Le projet précise de surcroît que ce titre sera réservé de même que toutes les activités qui y sont reliées. Ainsi, il ne sera plus possible pour un psychothérapeute dont la compétence est remise en doute de continuer ses activités sous le couvert d’un autre titre, comme thérapeute en progression par exemple. Il faut donc s’attendre à ce que de nombreux prétendants au titre de psychothérapeute se voient forcés de changer leur carte professionnelle — et leurs pratiques par la même occasion.

Leur nombre est toutefois difficile à évaluer. En 1992, l’Office des professions avait mené une enquête dans le but de recenser les gens qui se présentent comme des psychothérapeutes sans faire partie d’un ordre professionnel. « À l’époque, on avait avancé le chiffre de 4000 personnes, mais cela nous a toujours paru énorme. Je pense que pas plus de 400 à 500 vont réussir à faire reconnaître leurs compétences au bout du compte », estime Michel Brais.

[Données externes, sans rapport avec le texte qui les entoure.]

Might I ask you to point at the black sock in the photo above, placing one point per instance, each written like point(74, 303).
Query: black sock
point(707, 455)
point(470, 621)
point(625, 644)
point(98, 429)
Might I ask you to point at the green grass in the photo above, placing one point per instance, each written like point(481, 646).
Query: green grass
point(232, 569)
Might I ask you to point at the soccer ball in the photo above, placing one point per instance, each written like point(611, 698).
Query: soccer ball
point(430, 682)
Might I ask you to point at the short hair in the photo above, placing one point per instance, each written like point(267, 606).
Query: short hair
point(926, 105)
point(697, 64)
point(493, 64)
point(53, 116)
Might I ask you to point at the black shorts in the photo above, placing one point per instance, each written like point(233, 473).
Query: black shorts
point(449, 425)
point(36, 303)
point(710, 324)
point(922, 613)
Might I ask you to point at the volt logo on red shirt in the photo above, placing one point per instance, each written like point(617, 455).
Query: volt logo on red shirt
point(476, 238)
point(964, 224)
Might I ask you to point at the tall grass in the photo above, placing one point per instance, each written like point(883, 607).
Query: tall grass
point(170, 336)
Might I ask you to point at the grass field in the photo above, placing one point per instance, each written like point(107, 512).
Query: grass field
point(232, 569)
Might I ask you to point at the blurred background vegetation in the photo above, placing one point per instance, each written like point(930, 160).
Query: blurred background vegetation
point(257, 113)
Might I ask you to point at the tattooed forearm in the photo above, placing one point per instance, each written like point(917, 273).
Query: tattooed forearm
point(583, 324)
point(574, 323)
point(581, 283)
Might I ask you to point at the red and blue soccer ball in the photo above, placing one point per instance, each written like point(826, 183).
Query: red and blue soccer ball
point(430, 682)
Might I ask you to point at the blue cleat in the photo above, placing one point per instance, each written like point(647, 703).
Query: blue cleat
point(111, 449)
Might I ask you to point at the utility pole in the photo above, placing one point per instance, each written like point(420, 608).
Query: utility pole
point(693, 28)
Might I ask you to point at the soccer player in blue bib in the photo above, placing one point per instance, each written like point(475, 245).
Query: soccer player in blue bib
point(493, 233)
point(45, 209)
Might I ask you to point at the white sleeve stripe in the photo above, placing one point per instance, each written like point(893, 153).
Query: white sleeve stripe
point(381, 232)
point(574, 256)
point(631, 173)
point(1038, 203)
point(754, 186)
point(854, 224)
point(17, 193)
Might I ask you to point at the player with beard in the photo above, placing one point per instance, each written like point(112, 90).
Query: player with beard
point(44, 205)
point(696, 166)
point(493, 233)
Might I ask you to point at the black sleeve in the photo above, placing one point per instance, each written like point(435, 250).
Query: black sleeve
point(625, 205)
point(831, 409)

La semaine dernière, certains intervenants se sont inquiétés de voir ainsi disparaître des ressources imparfaites, certes, mais essentielles en ces temps de pénurie. Chaque fois, le ministre Dupuis a balayé leurs craintes du revers de la main. Loin de faire disparaître des ressources, la loi 50 vient élargir l’offre de services en permettant à de nouvelles catégories de professionnels qualifiés de pratiquer la psychothérapie. Et « il y aura des dispositions transitoires qui permettront qu’on évite cet écueil de la rupture de services », a-t-il promis.

La transition promet toutefois d’être longue. Pour l’instant, le ministre envisage une période de rodage de six ans, ce qui paraît beaucoup trop long à de nombreux intervenants. Le Collège des médecins recommande plutôt une période de trois ans, qui, à son sens, suffira largement à tout mettre en place.